Another important factor for an accurate simulation representation is the correct positioning of the virtual object in the 3D simulation space. The 3D model itself was created with the CAD software FreeCAD [17]. To reconstruct the exact position of the cylinder relative to the rotation axis, the Sketcher workbench of FreeCAD (release 0.19) was used. Its general purpose is to create parameterized shapes in 2D that are used for the creation of 3D objects. This parameterized character is utilized to model the projection geometries of four orthogonal projections. With known geometrical values, such as distances, the diameter of the cylinder and its internal features, and the projection position on the detector screen, the exact position of the cylinder itself can be reproduced. This reproduction is crucial since any error of the virtual cylinder rotation and position relative to the center of the rotation table introduces new artifacts: the required shift of around 0.5 mm in X and Y directions (each) leads to a movement of the projected cylinder contours of 34 pixels (at a 0.4 mm pixel size) on the detector screen. The sinogram after a 40° MW simulation augmentation with incorrect positioning is shown in Figure 2.

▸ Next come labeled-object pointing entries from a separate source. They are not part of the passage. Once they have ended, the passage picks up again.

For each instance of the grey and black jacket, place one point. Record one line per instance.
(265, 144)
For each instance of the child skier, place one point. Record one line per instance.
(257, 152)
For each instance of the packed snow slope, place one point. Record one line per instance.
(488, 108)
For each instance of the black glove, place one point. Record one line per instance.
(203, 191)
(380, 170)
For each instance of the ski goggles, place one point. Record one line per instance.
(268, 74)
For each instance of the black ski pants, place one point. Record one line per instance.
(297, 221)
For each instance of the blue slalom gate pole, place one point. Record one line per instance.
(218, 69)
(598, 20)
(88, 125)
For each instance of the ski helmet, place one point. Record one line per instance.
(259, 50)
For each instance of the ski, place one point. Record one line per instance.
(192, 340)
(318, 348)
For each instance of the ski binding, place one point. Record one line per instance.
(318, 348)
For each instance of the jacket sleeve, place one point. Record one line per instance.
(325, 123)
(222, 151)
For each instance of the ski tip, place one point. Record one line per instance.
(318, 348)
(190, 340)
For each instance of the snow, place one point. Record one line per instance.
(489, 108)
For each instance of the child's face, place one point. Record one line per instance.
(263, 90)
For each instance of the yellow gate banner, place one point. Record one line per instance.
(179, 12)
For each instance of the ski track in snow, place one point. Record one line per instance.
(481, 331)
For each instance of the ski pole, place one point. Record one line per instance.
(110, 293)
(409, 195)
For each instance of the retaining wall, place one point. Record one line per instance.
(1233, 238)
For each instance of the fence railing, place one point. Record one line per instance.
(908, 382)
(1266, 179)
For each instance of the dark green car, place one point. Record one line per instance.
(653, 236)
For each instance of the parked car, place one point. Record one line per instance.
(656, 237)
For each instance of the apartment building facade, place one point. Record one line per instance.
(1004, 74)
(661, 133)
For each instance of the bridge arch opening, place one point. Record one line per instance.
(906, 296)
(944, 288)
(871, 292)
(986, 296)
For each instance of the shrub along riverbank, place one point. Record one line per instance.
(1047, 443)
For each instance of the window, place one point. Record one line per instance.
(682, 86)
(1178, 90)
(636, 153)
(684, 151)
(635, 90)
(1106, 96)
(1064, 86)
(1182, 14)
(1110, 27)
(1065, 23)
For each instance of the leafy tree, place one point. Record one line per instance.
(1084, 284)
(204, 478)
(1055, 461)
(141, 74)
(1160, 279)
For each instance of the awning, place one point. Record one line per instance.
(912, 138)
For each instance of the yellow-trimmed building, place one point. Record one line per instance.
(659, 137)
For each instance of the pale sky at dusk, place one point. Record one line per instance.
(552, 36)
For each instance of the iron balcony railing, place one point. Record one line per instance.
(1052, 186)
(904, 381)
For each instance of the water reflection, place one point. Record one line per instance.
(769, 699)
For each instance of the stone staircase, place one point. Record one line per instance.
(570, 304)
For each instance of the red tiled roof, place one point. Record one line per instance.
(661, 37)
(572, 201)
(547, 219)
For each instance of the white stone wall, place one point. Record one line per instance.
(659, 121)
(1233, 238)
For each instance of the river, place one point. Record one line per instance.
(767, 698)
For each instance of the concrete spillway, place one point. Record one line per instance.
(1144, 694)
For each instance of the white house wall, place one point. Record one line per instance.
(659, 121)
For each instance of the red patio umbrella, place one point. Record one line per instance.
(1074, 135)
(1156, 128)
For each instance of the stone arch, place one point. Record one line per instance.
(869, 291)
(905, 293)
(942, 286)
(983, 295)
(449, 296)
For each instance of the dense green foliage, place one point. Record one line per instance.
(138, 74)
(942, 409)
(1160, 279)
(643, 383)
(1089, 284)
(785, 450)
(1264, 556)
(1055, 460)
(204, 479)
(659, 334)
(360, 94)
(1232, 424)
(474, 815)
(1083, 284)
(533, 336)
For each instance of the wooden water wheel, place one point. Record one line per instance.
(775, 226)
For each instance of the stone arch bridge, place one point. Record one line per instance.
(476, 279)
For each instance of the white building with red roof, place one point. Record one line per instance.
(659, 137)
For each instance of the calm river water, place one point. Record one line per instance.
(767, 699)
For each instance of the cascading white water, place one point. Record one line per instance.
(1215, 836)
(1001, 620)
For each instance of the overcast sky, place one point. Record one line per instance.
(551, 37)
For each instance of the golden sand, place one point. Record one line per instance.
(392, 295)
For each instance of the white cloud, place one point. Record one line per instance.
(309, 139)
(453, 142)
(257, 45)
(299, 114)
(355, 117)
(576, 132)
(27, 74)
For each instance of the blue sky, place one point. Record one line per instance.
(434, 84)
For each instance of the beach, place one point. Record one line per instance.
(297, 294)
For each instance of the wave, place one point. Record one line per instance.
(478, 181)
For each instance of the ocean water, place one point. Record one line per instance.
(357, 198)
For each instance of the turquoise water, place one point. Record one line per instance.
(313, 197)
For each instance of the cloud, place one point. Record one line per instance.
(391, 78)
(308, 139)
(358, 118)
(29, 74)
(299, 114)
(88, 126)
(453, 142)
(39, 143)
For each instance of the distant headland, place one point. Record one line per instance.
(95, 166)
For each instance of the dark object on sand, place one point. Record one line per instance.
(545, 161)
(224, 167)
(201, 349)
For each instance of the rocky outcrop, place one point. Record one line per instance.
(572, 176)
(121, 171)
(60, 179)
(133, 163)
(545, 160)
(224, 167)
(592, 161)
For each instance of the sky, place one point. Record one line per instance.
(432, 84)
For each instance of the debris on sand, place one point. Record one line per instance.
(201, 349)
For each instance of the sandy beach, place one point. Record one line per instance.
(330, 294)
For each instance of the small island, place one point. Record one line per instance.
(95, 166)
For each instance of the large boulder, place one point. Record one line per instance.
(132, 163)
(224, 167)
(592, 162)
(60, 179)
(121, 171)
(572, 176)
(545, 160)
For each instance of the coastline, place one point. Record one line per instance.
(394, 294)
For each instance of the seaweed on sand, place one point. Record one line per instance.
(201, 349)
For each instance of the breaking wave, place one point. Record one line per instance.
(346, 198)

The XCT Scan Module of aRTist can be used to automatically rotate the object after each projection and save all data in chronological order. If the underlying data includes a Missing Wedge problem, the real scan must be performed with a scan geometry that would allow for a sufficient rotation of the object if other objects or walls would not interfere. This needs to be considered when performing a real-world Missing Wedge scan with the intention of using simulation augmentation.

3.2. Combining Data—Augmented Sinograms

We acquired a full dataset containing no RoI or Missing Wedge limitations. This enabled the creation of a reference reconstruction and the mimicking of arbitrary RoI and Missing Wedge problems. To prepare a RoI dataset, one would specify a different width of the detector image (for 1D projections). During processing, the scan projection images were symmetrically cropped on both sides to obtain realistic RoI images. Widths of 75%, 50%, and 25% of the cylinder’s diameter were used. The cylinder’s projected width was around 870 pixels, and the truncated projections each covered 85.5%, 61.0%, and 31.4% of its cross-section area.

To prepare a Missing Wedge dataset, a certain angular range was cut from the full sinogram. This range was mirrored to the other side of the scan trajectory since a full scan over 360 degrees was available (note that typical Missing Wedges in electron tomography span over 40 degrees out of 180 degrees [18]). During the Missing Wedge simulation, it was calculated which projections lie inside the missing area. Such projections were chosen in a way that the orientation of the Missing Wedge was always vertical in the reconstruction image. The selected projections were ignored or replaced by black pixels (zero values) in the sinogram, depending on the use case.

RoI and MW cases could be simulated independently or in combination.

3.3. Computation Details

To combine the experimental data and the complete simulated projections, a custom image processor checked their compatibility and then used multiple image containers to compute (experimental) scan (Figure 3a and Figure 4a) sinograms, result sinograms (Figure 3b and Figure 4b) and projection files of both the incomplete dataset and the combined dataset.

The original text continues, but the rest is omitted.